Dadek mengaku sudah menyiapkan pembaruan prosedur operasi standar dalam rencana penanggulangan bencana serta kajian risiko bencana. Likuifaksi seperti yang terjadi pada gempa di Palu, Sulawesi Tengah, beberapa pekan lalu, bisa pula terjadi di Banda Aceh, sehingga mesti dimasukkan dalam pembaruan.
Hasil riset Pusat Penelitian Geoteknologi Lembaga Ilmu Pengetahuan Indonesia yang dilakukan 2015 lalu memperlihatkan zona kerentanan likuifaksi tinggi sampai sangat tinggi hampir terdapat di semua wilayah kecamatan di kota Banda Aceh, kecuali wilayah Kecamatan Baiturahman.

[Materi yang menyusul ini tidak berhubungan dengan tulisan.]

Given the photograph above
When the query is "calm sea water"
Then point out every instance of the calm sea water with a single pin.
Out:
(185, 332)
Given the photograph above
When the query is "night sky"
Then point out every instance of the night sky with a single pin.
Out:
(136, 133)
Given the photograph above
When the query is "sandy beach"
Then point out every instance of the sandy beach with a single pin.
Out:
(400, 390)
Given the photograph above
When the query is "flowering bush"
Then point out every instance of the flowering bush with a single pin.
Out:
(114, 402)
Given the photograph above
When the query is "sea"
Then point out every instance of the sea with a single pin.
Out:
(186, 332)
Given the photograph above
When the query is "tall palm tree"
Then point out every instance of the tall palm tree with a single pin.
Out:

Teknologi sistem peringatan dini tsunami pun tak lepas dari kekurangan. Menurut Dadek dari enam sirene peringatan di Aceh hanya empat yang aktif. “Dua lainnya rusak dan katanya suku cadangnya tidak diproduksi lagi,” katanya.
Dadek juga mengeluhkan rencana Badan Metereologi, Klimatologi, dan Geofisika untuk mengalihkan perawatan sirene tersebut kepada pemerintah daerah. “Saya kira ini langkah keliru. Perawatan, biaya satelit, suku cadang, kan BMKG lebih berpengalaman.”

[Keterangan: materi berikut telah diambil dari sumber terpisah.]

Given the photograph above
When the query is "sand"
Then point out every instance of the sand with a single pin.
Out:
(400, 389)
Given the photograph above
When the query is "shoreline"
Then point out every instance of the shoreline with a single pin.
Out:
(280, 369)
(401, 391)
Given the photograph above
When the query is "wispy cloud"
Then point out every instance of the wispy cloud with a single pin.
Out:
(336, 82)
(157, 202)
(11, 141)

Ingatan masyarakat yang pendek akan bencana juga disampaikan Reza Idria, antropolog Universitas Islam Negeri Ar Raniry Banda Aceh. Saat gempa besar kembali mengguncang Aceh pada April 2012 lalu, meski sudah berlatih berulangkali, timbul kepanikan luar biasa.
Jalur evakuasi tidak digunakan dengan efektif sehingga terjadi kecelakaan di beberapa tempat. “Sebuah ironi, terjadinya gempa di Palu dan Lombok mengingatkan kembali. Bahwa ancaman itu terus ada. Kalau tak ada bencana di tempat lain sepertinya ingatan akan bencana betul-betul lenyap,” kata Reza.

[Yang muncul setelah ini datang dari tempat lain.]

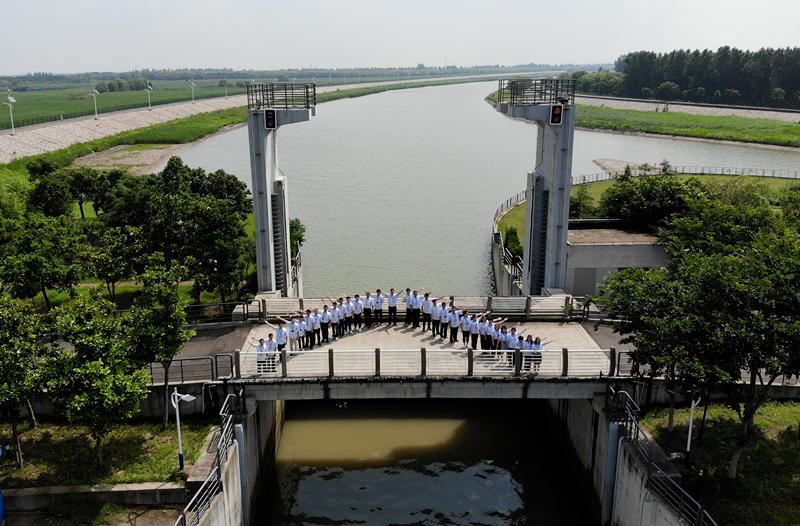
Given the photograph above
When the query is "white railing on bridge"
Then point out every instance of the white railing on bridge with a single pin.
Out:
(428, 362)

Petaka-petaka ini perlu terekam dengan durasi yang panjang dalam ingatan dan pengetahuan masyarakat. Selain melalui edukasi, Reza menyebut jalur agama bisa jadi sarana efektif. “Dalam kajian saya mengapa harus agama dikedepankan karena ini doktrin yang paling cepat masuk. Sedari kecil kita sudah ‘dicekoki’,” ujar Reza.
Agama Islam, kata Reza, mengajarkan hubungan manusia dengan alam. Kemudian doktrin kepatuhan pada Allah, nabi, dan pemimpin. “Pemimpin ini mengeluarkan regulasi. Misalnya tentang radius pantai yang bisa ditinggali. Itu kan aturan. Harusnya ini menjadi patokan.”
“Medium paling tepat dan efektif mengkampanyekan tentang bencana ini ya mimbar Jumat. Dimana setiap orang ketemu setiap minggu.”
Pelaksanaannya, kata Reza, bisa dilakukan lewat para khatib. Khatib-khatib harus dibekali pengetahuan soal kebencanaan. “Medium paling tepat dan efektif mengkampanyekan tentang bencana ini ya mimbar Jumat. Dimana setiap orang ketemu setiap minggu. Tidak harus setiap minggu bicara bencana bisa sekali dalam sebulan,” ujarnya.
Tak hanya dalam Islam, menurut mahasiswa program doktoral Universitas Harvard, Amerika Serikat itu metode ini bisa dipakai dalam semua agama. “Kita punya modal sosial untuk itu.”
Edukasi mitigasi bencana memang jadi prioritas, namun setelah bencana terutama selama masa rehabilitasi dan rekonstruksi jangan dilupakan pengawasannya. Masyarakat Transparansi Aceh (Mata) mencatat sepanjang proses itu sebanyak 76 kasus dugaan penyimpangan yang dilaporkan ke penegak hukum dan 100 lebih kasus yang diselesaikan lewat proses non litigasi. “Hanya dua kasus yang ditindaklanjut sampai berkekuatan hukum tetap,” ujar Koordinator MaTA, Alfian.
Bencana di Palu, kata Alfian, harus bercermin dari dugaan penyimpangan yang terjadi pasca bencana gempa dan tsunami Aceh. Pendataan korban yang terdampak langsung harus benar-benar melalui proses verifikasi ketat. “Data yang simpang siur menjadi celah terjadinya penyimpangan,” kata Alfian.
Pengalaman di Aceh, mestinya bisa jadi pelajaran di tempat lain. “Saya kira untuk Palu, para korban jangan hanya menjadi penerima bantuan. Tapi mereka harus terlibat dan dilibatkan dalam proses perencanaan dan pengawasan.”